I shared a bamboo hut and ate from the same rations as everyone else. Yellow beans with salt twice a day. I remember vividly the panic that pulsated throughout the camp the day salt was eliminated from daily rations. I remember the muted angst as cerebral malaria worked its way through the camp, targeting indiscriminately. Most enduringly, I remember the insidious mundanity and stunning loss of human potential. Vibrant contributors who wanted more out of their lives—to open a shop, grow a plot, provide for their families—had their hands tied behind their backs, slowly losing their sense of self one food ration at a time. This was not the way to unleash someone’s full human potential.
Having experienced the impact of policy at an intimate level in the refugee camp, I wanted to understand how decisions are made at the top. I wanted to be a fly on the wall in the rooms where salt rations were pulled. This question led me to spend 3 years working with the Clinton Global Initiative (CGI) in New York. It was at CGI—working with governments, multilaterals, corporations, and philanthropists to combine forces in addressing the world’s most pressing challenges—I found I wasn’t the only one who felt uncomfortable with the current status quo. There was another way. I learned about the potential of business to drive social good. But something still wasn’t sitting right. While the efforts of global stakeholders were well intentioned, I found that they often were brutishly optimistic without an understanding of the complex reality on the ground.

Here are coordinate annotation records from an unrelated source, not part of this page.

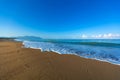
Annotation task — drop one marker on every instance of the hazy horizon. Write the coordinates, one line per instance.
(60, 19)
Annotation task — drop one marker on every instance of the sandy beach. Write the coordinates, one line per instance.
(18, 63)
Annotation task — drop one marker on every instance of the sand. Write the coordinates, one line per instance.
(18, 63)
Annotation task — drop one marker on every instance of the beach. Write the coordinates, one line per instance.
(20, 63)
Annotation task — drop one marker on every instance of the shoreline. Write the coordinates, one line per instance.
(71, 54)
(19, 63)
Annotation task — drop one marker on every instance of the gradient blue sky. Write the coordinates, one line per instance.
(60, 18)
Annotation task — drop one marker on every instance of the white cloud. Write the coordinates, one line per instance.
(106, 36)
(84, 36)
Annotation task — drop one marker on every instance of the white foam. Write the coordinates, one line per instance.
(98, 53)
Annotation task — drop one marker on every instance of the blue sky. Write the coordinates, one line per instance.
(60, 18)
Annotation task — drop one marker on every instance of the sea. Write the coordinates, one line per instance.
(107, 50)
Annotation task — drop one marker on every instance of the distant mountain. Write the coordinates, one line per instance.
(28, 38)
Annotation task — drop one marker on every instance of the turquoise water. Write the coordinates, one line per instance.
(100, 49)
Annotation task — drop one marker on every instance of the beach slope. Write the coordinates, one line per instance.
(18, 63)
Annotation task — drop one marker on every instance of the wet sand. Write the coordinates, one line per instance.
(18, 63)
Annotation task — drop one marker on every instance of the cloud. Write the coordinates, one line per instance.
(84, 36)
(109, 35)
(102, 36)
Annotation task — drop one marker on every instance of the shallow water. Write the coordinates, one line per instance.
(100, 49)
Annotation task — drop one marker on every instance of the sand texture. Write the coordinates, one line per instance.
(18, 63)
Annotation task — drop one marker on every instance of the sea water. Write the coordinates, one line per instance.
(99, 49)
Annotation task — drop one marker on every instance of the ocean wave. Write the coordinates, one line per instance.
(111, 54)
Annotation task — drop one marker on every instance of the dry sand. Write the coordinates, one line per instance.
(17, 63)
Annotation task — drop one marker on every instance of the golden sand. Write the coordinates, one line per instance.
(17, 63)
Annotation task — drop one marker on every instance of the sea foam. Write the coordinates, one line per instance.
(107, 54)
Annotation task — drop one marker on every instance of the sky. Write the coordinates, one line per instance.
(73, 19)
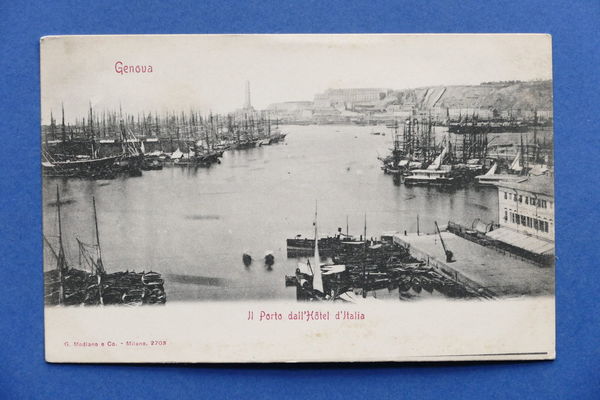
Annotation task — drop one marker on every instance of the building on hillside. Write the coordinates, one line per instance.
(291, 111)
(348, 97)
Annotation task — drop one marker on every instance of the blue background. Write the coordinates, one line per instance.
(575, 373)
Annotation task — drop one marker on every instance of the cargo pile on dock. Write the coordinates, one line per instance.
(126, 287)
(374, 266)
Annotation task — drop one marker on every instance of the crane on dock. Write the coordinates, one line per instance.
(449, 254)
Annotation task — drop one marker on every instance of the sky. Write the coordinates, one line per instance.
(209, 72)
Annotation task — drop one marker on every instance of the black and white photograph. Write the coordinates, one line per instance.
(300, 186)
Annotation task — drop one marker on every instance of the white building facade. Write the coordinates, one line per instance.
(528, 207)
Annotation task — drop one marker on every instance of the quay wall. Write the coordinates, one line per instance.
(441, 266)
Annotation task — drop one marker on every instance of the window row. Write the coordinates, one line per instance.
(524, 220)
(534, 201)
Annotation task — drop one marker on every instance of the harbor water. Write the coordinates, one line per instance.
(194, 224)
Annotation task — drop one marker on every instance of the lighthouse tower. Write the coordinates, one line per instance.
(247, 102)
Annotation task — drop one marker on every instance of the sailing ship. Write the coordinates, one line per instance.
(66, 285)
(435, 174)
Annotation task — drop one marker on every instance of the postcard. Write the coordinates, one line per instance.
(297, 198)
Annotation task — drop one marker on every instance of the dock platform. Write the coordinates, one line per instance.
(499, 274)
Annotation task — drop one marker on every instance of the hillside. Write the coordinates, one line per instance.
(500, 96)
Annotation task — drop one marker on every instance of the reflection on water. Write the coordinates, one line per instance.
(193, 225)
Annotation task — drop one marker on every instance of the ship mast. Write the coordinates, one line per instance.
(60, 265)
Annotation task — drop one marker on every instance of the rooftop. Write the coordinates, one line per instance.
(540, 184)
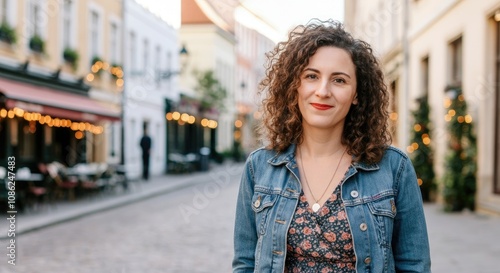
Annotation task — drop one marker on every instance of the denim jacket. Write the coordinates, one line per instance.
(382, 201)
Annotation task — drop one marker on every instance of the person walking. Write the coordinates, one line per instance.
(328, 192)
(145, 144)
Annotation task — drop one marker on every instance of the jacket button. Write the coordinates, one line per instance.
(363, 227)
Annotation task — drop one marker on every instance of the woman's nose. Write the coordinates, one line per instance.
(323, 90)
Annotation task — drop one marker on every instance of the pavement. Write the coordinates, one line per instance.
(46, 215)
(460, 242)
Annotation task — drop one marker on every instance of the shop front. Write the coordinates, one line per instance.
(189, 133)
(46, 121)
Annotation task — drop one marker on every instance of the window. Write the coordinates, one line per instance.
(3, 11)
(114, 43)
(35, 17)
(67, 23)
(133, 50)
(146, 54)
(425, 76)
(158, 65)
(94, 34)
(456, 62)
(496, 176)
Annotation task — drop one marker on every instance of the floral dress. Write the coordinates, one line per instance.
(320, 241)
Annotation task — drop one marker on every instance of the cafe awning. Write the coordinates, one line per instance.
(56, 103)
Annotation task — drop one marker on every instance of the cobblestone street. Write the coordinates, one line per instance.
(190, 230)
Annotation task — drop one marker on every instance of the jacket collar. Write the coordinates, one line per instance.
(288, 155)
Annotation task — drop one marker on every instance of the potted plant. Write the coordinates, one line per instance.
(97, 65)
(71, 56)
(116, 71)
(37, 44)
(7, 33)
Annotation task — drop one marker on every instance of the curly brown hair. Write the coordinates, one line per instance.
(366, 130)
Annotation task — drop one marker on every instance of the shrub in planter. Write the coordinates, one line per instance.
(71, 56)
(116, 71)
(37, 44)
(7, 33)
(97, 65)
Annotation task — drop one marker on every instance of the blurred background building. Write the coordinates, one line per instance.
(80, 79)
(57, 103)
(445, 55)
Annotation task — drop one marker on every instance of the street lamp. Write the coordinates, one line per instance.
(165, 75)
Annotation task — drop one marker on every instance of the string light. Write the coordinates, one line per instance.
(190, 119)
(33, 117)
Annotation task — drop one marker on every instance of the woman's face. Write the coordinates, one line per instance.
(327, 89)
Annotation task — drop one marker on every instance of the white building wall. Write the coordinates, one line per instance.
(145, 94)
(433, 25)
(211, 48)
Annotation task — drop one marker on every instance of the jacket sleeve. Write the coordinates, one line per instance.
(245, 233)
(410, 243)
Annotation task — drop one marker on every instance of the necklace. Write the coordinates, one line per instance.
(316, 205)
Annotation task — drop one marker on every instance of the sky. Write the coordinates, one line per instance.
(281, 14)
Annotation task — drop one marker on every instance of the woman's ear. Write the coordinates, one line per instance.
(355, 100)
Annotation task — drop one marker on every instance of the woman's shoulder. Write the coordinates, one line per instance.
(262, 153)
(393, 151)
(394, 155)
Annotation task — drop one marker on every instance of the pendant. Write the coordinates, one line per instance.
(316, 207)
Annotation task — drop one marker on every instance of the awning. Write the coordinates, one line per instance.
(56, 103)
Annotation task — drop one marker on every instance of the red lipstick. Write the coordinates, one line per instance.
(320, 106)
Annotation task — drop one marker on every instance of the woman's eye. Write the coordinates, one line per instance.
(310, 76)
(339, 80)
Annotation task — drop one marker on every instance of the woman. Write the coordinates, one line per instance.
(328, 193)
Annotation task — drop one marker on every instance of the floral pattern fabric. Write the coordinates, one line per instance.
(320, 241)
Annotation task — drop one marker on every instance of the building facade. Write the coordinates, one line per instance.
(251, 49)
(428, 47)
(151, 68)
(207, 31)
(58, 102)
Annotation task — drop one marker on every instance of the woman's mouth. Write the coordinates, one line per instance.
(320, 106)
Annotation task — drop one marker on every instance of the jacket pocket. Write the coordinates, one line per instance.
(384, 211)
(261, 205)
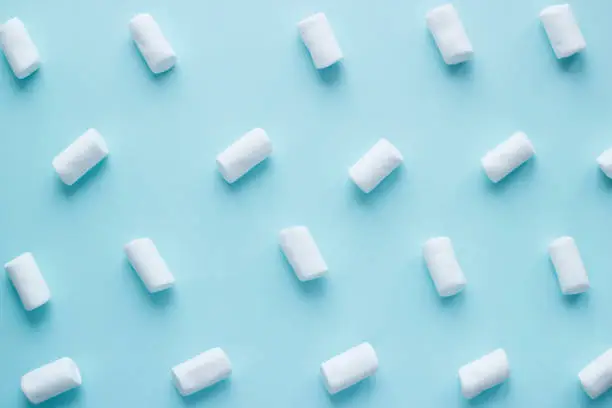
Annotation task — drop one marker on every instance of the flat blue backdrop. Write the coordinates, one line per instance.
(242, 65)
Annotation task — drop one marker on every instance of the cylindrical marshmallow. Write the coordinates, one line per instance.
(202, 371)
(484, 373)
(244, 154)
(450, 36)
(350, 367)
(596, 377)
(51, 380)
(28, 281)
(302, 253)
(80, 157)
(572, 275)
(507, 156)
(443, 266)
(605, 162)
(375, 165)
(19, 49)
(320, 40)
(562, 30)
(153, 45)
(149, 265)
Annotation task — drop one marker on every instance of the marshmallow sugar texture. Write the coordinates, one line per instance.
(349, 368)
(80, 157)
(507, 156)
(448, 33)
(596, 377)
(374, 166)
(19, 49)
(443, 266)
(201, 371)
(149, 265)
(244, 154)
(571, 273)
(152, 44)
(28, 281)
(562, 30)
(51, 380)
(484, 373)
(320, 40)
(302, 253)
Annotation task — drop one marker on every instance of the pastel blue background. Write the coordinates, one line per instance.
(242, 65)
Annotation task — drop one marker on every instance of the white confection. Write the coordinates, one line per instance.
(562, 30)
(605, 162)
(149, 265)
(80, 157)
(450, 36)
(19, 49)
(302, 252)
(350, 367)
(375, 165)
(201, 371)
(153, 45)
(507, 156)
(568, 264)
(596, 378)
(320, 40)
(484, 373)
(51, 380)
(28, 281)
(244, 154)
(443, 266)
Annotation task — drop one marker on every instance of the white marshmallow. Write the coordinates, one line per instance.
(568, 264)
(28, 281)
(302, 252)
(484, 373)
(153, 45)
(605, 162)
(19, 49)
(443, 266)
(596, 377)
(244, 154)
(349, 368)
(507, 156)
(149, 265)
(562, 30)
(51, 380)
(202, 371)
(81, 156)
(450, 36)
(375, 165)
(320, 40)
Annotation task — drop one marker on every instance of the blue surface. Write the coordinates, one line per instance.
(242, 65)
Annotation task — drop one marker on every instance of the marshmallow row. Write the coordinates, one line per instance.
(19, 49)
(568, 264)
(302, 253)
(149, 265)
(447, 30)
(319, 38)
(51, 380)
(81, 156)
(202, 371)
(374, 166)
(244, 154)
(507, 156)
(484, 373)
(443, 266)
(28, 281)
(349, 368)
(152, 44)
(562, 30)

Four years ago, I found a home for my values working at Proximity Designs in Yangon, Myanmar. Under Jim and Debbie Taylor, the values of being proximate to our customers, of making their problems our problems, and of co-creating solutions with them, permeate through the organization. Leading product for our irrigation business unit, I managed a portfolio of drip, misters and sprinklers that were proven to increase a farmers’ income by 250 USD or 25% of their income. Growing our portfolio and reach, I learned that true impact is not just a matter of introducing a shiny new product. In an industry where there’s often pressure to be the “most innovative,” I found that our most impactful innovations were invariably the least sexy. The devil was in the messy details.
Though our impact and growth felt invigorating, that voice inside me spoke up again. This time telling me it was time to go home.
I’ve come to Oxford to think through how to address inequality in New Zealand—the apex of a boomerang journey home. A year to simultaneously look back at what I’ve learned, and look forward to what could be. And where better to ask those questions than in the city and school that is leading the global conversation on how to build our systems back better. I’ve quicky learned, this is a place where any chance interaction, a snippet of a case study, or a potluck dinner can trigger that same lifelong trajectory change as the ‘model UN moment’ from 15 years ago. This time, my eyes are wide open.